Pasamos la noche de las elecciones en zona nacional, aunque no portamos bandera alguna protoasamblearia ni proabstencionista ni preeuropeísta ni filogulag, si se me permite tal profusión de prefijos neosocialistas. En la Gran Vía, sin embargo, y una vez deshecho el maquiavélico entuerto del recuento neoliberal, cundieron las enseñas nacionales de diverso cuño o estampado: desde la sencilla bicolor a la del aguilucho preconstitucional, pasando por la del escudo monárquico y hasta por la quintaesencial: la del toro de Osborne. Nosotros bebíamos tequila reposado para celebrar, primero, y ahogar las penas, después: viéndolos más tarde en el balcón de Génova, se diría que Arenas y Rajoy, las mejillas rosadas, hubieran celebrado desde el principio, acaso con un fino andaluz.

Veíamos la tele, claro, como si pudiera ser cierto lo que nos contaba. En nuestra ingenuidad mediádica, los dos escaños que perdía el PP resultaban del cálculo de una justicia casi poética, si se me permite también la turbia libertad de mezclar poesía con sufragio: como dos y dos son cuatro (poesía), dos menos dos son cero (Tamayo y Sáez). Rellenábamos los vasos, asombrados de las camareras con cofia y delantal de puntillas que, cual encarnado oxímoron (¿las de cofia no tenían que servir en Génova?), reponían a su vez, en el Círculo de Bellas Artes, el trago amargo de los aún inciertos perdedores. Sólo Sabanés puso los pies en la tierra baldía, y advirtió, desmaquillada, del tradicional manejo de datos de la derecha: "Torticero", dijo. Y sí: dos menos dos fueron resultando cuatro. Ponme un culín.
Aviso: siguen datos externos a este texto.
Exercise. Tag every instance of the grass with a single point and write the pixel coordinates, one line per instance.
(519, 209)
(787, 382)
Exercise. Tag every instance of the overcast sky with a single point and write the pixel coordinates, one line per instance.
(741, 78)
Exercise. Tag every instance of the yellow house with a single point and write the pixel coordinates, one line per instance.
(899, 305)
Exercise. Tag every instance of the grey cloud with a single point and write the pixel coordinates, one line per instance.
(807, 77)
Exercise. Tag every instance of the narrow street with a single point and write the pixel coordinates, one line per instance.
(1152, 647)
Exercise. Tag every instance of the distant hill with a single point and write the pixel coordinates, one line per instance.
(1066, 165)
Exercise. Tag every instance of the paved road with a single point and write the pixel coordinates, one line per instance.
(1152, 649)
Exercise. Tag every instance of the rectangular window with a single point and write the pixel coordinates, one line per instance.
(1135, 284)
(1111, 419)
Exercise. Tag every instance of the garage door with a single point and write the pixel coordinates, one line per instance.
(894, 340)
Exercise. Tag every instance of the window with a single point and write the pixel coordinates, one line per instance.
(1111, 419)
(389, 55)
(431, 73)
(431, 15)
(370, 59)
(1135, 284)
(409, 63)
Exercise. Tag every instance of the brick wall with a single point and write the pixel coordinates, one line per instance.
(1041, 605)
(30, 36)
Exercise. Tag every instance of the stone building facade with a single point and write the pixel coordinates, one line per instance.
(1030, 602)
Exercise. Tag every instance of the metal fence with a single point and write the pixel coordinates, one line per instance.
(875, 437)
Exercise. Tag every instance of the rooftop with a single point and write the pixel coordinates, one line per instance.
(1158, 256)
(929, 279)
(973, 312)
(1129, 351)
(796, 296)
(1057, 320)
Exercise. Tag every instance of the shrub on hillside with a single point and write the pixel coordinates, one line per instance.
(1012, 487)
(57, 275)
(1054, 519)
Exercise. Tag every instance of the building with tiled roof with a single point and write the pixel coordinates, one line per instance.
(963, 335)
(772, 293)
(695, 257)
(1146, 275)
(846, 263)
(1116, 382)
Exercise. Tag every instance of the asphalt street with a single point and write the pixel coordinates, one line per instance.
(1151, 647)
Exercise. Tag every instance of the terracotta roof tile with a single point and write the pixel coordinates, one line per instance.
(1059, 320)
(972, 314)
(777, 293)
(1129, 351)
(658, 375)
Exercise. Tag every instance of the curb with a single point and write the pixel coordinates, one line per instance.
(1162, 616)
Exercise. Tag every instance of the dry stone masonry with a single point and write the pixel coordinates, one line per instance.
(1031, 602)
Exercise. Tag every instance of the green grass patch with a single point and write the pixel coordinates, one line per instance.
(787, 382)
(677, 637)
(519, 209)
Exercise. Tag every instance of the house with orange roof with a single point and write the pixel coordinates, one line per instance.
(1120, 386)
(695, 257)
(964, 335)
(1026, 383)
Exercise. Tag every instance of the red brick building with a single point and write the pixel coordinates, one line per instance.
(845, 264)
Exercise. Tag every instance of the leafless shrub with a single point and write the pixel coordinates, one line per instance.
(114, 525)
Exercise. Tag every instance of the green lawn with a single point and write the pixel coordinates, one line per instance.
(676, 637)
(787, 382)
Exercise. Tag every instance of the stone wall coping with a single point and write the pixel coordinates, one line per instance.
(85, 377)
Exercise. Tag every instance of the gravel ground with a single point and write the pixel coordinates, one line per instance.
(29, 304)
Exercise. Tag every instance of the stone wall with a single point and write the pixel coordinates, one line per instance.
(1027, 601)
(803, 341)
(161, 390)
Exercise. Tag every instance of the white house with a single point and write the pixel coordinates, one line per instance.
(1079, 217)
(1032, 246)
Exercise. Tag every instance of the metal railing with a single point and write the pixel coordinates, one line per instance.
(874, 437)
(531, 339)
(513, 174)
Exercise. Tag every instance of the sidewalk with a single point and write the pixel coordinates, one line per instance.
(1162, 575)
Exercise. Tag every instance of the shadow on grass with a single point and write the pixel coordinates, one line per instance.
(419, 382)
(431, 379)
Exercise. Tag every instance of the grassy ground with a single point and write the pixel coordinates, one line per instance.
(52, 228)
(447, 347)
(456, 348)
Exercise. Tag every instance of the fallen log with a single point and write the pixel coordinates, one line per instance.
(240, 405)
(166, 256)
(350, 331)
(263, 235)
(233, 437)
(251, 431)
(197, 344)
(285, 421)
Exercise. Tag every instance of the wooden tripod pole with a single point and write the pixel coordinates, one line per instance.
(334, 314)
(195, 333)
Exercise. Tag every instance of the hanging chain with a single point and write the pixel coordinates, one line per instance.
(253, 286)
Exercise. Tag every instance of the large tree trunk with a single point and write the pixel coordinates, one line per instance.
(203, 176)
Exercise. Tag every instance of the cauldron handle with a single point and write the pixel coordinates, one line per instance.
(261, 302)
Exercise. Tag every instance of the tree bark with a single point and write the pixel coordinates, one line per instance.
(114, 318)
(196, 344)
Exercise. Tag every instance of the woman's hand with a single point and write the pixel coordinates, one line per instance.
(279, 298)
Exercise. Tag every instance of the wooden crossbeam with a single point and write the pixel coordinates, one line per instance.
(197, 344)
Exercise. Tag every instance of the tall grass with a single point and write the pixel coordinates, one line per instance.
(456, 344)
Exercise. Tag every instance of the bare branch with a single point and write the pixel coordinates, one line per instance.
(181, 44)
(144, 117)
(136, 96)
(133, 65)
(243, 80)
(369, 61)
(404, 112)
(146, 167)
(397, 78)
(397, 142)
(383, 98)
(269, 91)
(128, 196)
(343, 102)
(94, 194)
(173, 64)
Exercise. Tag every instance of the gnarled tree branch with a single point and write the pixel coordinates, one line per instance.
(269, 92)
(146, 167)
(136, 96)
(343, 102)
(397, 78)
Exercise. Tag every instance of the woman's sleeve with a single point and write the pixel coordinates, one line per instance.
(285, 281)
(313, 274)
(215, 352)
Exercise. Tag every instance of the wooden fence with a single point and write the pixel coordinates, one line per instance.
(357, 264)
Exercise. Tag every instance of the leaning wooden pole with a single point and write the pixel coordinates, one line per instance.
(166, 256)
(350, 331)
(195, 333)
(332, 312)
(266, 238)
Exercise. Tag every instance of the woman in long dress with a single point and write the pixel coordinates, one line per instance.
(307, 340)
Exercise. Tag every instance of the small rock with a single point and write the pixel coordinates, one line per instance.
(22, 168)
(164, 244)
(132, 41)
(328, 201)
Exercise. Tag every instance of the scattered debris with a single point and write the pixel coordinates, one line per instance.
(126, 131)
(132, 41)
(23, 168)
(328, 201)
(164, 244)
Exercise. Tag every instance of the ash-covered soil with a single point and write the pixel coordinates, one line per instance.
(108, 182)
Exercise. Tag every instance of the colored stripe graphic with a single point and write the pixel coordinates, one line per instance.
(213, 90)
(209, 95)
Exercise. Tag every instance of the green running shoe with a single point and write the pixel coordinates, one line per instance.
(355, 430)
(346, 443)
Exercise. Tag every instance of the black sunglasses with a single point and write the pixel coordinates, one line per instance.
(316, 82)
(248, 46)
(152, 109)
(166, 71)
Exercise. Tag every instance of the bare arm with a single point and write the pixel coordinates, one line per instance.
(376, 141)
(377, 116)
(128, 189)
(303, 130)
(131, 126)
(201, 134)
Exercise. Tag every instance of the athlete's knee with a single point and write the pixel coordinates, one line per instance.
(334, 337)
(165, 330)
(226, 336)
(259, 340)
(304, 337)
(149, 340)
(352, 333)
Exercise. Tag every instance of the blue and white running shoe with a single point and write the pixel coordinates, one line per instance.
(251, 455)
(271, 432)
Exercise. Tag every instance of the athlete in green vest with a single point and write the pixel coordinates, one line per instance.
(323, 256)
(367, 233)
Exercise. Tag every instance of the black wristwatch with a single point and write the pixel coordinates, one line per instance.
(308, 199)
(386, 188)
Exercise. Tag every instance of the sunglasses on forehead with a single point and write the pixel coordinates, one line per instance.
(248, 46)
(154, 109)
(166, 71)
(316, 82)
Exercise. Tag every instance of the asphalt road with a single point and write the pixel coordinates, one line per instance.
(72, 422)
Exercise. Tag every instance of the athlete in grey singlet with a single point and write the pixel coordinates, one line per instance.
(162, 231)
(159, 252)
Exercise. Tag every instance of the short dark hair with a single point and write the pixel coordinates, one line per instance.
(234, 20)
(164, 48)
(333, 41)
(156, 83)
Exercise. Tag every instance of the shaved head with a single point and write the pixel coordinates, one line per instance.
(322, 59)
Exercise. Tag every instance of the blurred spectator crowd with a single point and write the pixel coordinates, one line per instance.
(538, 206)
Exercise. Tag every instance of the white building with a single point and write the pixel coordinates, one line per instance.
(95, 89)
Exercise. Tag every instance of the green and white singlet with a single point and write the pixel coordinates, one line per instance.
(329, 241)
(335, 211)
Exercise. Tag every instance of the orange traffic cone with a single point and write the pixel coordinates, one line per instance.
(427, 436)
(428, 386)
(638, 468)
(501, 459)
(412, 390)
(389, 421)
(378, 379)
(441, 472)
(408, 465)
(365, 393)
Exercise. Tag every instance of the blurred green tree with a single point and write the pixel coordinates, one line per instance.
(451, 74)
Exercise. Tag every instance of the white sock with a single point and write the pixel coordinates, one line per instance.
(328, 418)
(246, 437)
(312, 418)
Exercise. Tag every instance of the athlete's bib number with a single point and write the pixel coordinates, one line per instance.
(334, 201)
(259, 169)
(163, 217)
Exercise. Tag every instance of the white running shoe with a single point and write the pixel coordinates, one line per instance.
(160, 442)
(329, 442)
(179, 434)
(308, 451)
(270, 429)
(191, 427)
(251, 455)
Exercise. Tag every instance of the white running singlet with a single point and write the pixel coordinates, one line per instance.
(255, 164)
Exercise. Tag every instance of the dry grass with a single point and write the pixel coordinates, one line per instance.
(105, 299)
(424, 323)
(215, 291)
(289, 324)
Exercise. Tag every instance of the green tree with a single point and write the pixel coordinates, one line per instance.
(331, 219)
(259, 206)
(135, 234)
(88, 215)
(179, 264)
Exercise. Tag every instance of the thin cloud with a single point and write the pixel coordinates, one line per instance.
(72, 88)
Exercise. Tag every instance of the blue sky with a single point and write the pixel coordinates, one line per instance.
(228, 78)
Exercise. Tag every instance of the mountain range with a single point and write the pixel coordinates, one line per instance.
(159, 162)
Definitivamente en Génova, a punto ya, mortales, de ser saludados por la flagrante (¿no querrán que diga flamante?) presidenta de la Comunidad de Madrid, vislumbramos, entre las banderas de azules palomas de la paz del PP (¿o son gaviotas azul petróleo?) y las bicolores multinacionales anteriormente descritas, el ondear triunfante de la tricolor de los Estados Unidos de América. O sea, oh my God, que cuando, en Madrid, se lleva el PP (¿no querrán que diga gana?: vuelvan a hacer las cuentas de la injusticia poética) unas elecciones autonómicas, despliegan al unísono su satisfacción las alas de las águilas fascistas y las barras y estrellas del emperador Bush. Otro tequila por favor gracias y que God nos pille confesados. Como de prefijos aquí, había profusión de presidentes allá, en aquel balcón: Aguirre, buscando de continuo con la mirada (¿insegura, sumisa?) la aprobación, a su derecha, de Rajoy; Ruiz-Gallardón, a su izquierda, con la sonrisa paradójica de un seudopresidente de Gobierno devenido en alcalde; y el propio prepresidente Rajoy, tono y gesto públicamente transformados, un inédito punto autoritario, una borrachera ya no de fino, sino de poder: "¡Hemos vuelto a ganar las elecciones en Madrid!". Pero antes no las habían ganado. Por eso, quizá, para desviar la atención de la mentira ejecutó unos saltitos joteros.

Volvimos entonces a los cuarteles de otoño. Hechos al impecable sonido transmitido desde Génova, nos chocó que en la sede de IU los técnicos no se dieran cuenta, qué despiste, de que había un micrófono abierto en la sala donde hablaba Fausto, lo que impedía oír bien sus palabras (acertamos a distinguir "recuento", "datos", "lamentable") y causaba gran sensación de caos. Los desórdenes comunistas, vive God. Estábamos en Telemadrid. Pero fue una retransmisión corta, digamos que directamente proporcional a los escaños logrados: en esa matemática, las cadenas públicas son irreprochables. Y nos llevaron a Ferraz. Zapatero hizo un posado, muy forzado, y nos servimos más reposado, sin esfuerzo alguno: otro culín. Declaró que era un demócrata y felicitó a Esperanza. "Lo único que cabe decir", dijo, "es que el PP ha ganado las elecciones". Pero el pe ese o e (que diría Urdaci) había insistido en que las elecciones del 25 de mayo le fueron robadas, así que no hubo concordancia semántica con el líder. Después se dirigió a su electorado a lo Jesulín Austen, dándole las gracias "en dos palabras: orgullo y comprensión". Y nos pasaron con Simancas: a los gritos de "presidente, presidente" (la concordancia semántica), se despedía, traje negro, rodeado de sus fieles, trajes negros. Alguien advirtió que recordaban a un cuadro de Solana y quisimos reflexionar sobre una cuestión de estética. Pero no quedaba una gota de tequila, vaya por God. Ni un culín.